Editor’s Note: To read more in this series on by Mike Keller, click here and here.

Growing up in a small business, I was always a believer that government intervention was a bad thing. I realized at an early age that most small businesses do not have the staff or the budget to keep up with the ever-changing regulatory environment.

In small business, government regulation is burdensome at best and stifling to profitability growth.

This fact makes the business owner become anti-regulation and, in many cases, anti-government when it comes to business involvement.

In the 1980s and ’90s, government regulation of small businesses increased by 100 times compared to the regulation of the 1960s and ’70s. I would suggest that this increase in regulation did more to make the U.S. companies anti-competitive than all the other factors.

If you want to manage a U.S. company, you have the challenge of dealing with a minimum of 10 major government agencies.

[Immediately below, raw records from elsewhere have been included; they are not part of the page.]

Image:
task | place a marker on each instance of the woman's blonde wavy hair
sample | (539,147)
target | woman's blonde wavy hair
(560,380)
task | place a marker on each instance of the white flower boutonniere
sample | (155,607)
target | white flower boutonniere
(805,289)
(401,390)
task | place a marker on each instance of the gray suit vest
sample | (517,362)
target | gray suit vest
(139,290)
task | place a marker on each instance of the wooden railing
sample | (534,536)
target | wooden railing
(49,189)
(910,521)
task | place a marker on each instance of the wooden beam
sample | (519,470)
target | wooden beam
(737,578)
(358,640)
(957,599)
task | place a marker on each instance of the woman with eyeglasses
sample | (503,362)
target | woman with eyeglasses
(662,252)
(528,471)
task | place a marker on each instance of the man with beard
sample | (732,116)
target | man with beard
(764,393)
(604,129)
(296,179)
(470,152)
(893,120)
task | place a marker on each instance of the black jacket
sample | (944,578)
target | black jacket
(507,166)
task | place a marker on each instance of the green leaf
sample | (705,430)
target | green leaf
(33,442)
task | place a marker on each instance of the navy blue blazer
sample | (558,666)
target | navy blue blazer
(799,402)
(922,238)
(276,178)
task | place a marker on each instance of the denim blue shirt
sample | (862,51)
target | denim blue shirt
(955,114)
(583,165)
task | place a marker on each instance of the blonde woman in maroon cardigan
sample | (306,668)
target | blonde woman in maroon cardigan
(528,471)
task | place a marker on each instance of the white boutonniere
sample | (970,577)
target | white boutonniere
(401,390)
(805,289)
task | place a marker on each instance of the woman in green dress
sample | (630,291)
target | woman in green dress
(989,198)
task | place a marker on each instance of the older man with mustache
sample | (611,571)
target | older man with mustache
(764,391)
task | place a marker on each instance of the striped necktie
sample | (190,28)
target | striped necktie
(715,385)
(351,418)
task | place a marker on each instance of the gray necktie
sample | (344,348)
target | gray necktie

To list a few, there’s the EPA, DOT, OSHA, IRS, FLSA, EEOC, Employee Retirement Income Security Act, privacy laws for employees, state licensing issues, and all other state and local laws. Meanwhile, you are competing against manufacturers that don’t have the same level of governmental interference.

I am not saying that businesses shouldn’t be held to a professional standard. As good corporate citizens, I think businesses have a commitment to the environment. Manufacturers need to be able to produce their products with minimal or no impact to the environment. The problem is that these rules should apply to all manufacturers throughout the world.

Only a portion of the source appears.